Os dados preliminares da Opta indicam que o Brasil chutou apenas oito vezes ao gol, um número inferior aos 12 chutes registrados na partida anterior contra Marrocos. Contudo, a efetividade subiu de 41,7% para 62,5%, refletindo uma maior capacidade de converter as poucas oportunidades criadas em gols. Em comparação com outras seleções, como Canadá (33 finalizações) e Turquia (30), o volume brasileiro ainda é baixo.
A partida contra o Haiti foi marcada por um domínio brasileiro no primeiro tempo, com o adversário não conseguindo realizar nenhuma finalização. No segundo tempo, o Haiti esboçou uma reação com sete chutes, três deles no alvo, mas sem sucesso. Conforme informações divulgadas pela Opta e análises de desempenho.
Baixo volume e dependência de pressão
A análise do mapa de calor e do volume de passes revela que a concentração das jogadas se mantém na zona defensiva, próxima aos zagueiros Marquinhos e Gabriel Magalhães.
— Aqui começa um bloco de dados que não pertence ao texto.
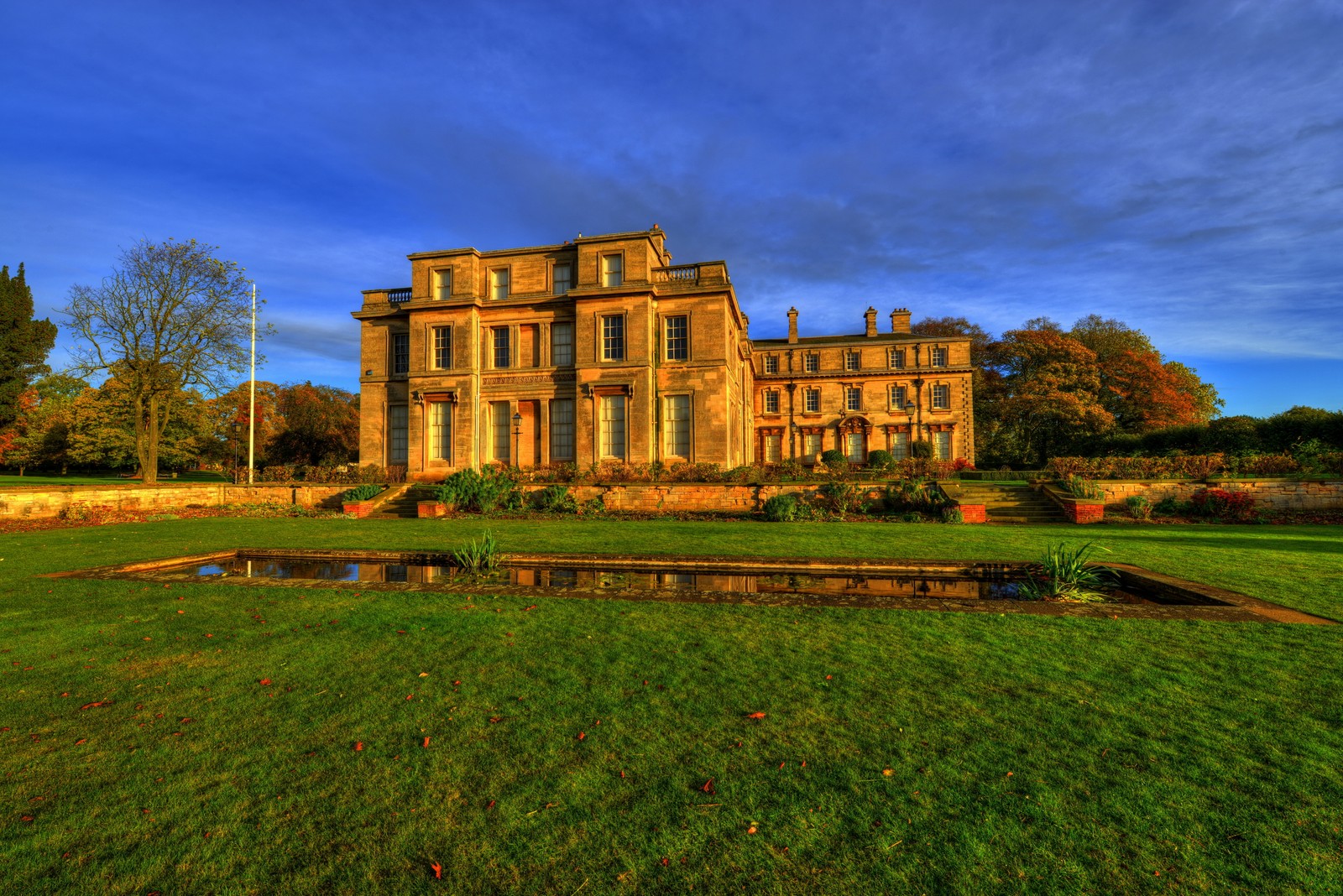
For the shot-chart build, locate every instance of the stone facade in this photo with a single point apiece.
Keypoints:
(601, 349)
A área de ataque apresenta poucas manchas de calor, com exceção de uma zona mais ativa à esquerda, onde atua Vinicius Jr.
O padrão de jogo sugere que o Brasil marca mais no campo de ataque do que constrói jogadas com posse de bola. A pressão alta se configura como a principal ferramenta para criar oportunidades, o que dificulta a manutenção do controle da partida e limita o volume próximo à área adversária. A dependência de lançamentos longos, apesar de resultar em alta precisão, evidencia a dificuldade em penetrar a defesa adversária de forma consistente.
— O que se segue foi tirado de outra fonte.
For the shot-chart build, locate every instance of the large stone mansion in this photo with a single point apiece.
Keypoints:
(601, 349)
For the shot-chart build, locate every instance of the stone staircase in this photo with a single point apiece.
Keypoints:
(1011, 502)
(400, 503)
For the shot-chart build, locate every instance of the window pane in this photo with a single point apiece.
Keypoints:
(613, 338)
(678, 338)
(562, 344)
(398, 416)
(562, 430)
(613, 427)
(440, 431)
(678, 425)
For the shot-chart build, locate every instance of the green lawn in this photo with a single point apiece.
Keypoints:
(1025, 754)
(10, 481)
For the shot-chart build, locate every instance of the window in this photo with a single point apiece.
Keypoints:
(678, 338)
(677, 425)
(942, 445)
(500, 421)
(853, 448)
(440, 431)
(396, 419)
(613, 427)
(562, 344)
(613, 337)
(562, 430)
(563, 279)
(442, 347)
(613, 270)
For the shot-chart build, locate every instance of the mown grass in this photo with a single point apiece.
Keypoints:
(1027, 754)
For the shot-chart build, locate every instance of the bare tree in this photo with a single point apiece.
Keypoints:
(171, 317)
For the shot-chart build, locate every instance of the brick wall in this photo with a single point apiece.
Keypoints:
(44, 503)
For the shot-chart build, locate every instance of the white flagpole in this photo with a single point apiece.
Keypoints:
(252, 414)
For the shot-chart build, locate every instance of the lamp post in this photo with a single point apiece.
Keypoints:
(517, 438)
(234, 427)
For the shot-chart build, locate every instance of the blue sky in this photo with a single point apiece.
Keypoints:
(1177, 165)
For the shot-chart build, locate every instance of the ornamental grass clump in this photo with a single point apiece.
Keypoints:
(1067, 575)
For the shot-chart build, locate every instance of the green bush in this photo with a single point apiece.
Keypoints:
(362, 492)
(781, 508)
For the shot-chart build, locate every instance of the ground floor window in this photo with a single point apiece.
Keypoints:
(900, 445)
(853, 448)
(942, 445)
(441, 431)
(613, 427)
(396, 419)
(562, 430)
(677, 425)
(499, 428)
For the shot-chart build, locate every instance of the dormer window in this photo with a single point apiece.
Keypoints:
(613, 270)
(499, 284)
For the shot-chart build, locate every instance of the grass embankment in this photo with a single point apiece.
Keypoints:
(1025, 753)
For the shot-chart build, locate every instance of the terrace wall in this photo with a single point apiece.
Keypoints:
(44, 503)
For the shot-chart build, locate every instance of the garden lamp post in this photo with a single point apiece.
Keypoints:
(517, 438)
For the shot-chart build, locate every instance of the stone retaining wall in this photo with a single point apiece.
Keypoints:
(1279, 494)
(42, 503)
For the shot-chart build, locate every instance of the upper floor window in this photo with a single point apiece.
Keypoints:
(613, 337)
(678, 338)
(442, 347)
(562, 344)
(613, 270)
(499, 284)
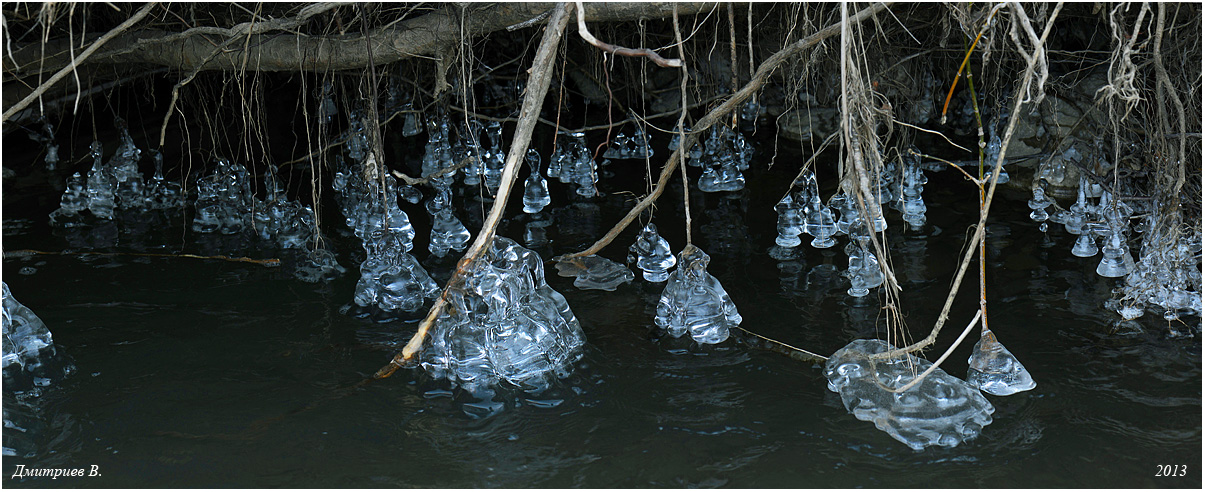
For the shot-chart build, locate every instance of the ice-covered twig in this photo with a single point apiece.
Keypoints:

Oportunidades criadas e desempenho individual
Os dois primeiros gols brasileiros surgiram de roubadas de bola, enquanto o terceiro foi fruto de uma jogada construída a partir de um lançamento do campo de defesa para Vini Jr. Mesmo com uma partida a mais que a maioria das equipes, o Brasil não apresenta jogadores no top 10 de chances criadas. No entanto, Marquinhos e Gabriel Magalhães entraram no top 10 de passes certos após o confronto.
Matheus Cunha, atuando com liberdade no ataque, demonstrou maior número de desarmes e duelos ganhos em comparação a Vinicius Jr., apesar de menos tempo em campo. Suas obrigações defensivas, especialmente no comando da pressão no meio-campo, foram evidentes. O jovem ponta Rayan, que entrou no primeiro tempo, teve um volume de jogo menor, o que é considerado normal para sua pouca idade e primeira experiência em Copas do Mundo.
Impedimentos e faltas marcam a partida
A partida contra o Haiti foi notória pelo alto número de impedimentos, com 12 lances anulados, sendo oito para o Brasil e quatro para o Haiti. Um dos gols anulados foi o de Endrick. A quantidade de impedimentos superou a soma dos outros três jogos do Grupo C, que registraram apenas seis. O jogo também foi marcado por 28 faltas, sendo 15 cometidas pelo Haiti e 13 pelo Brasil, que resultaram em quatro cartões amarelos. O Haiti, com 23 faltas em sua estreia, já é a primeira seleção eliminada da Copa do Mundo.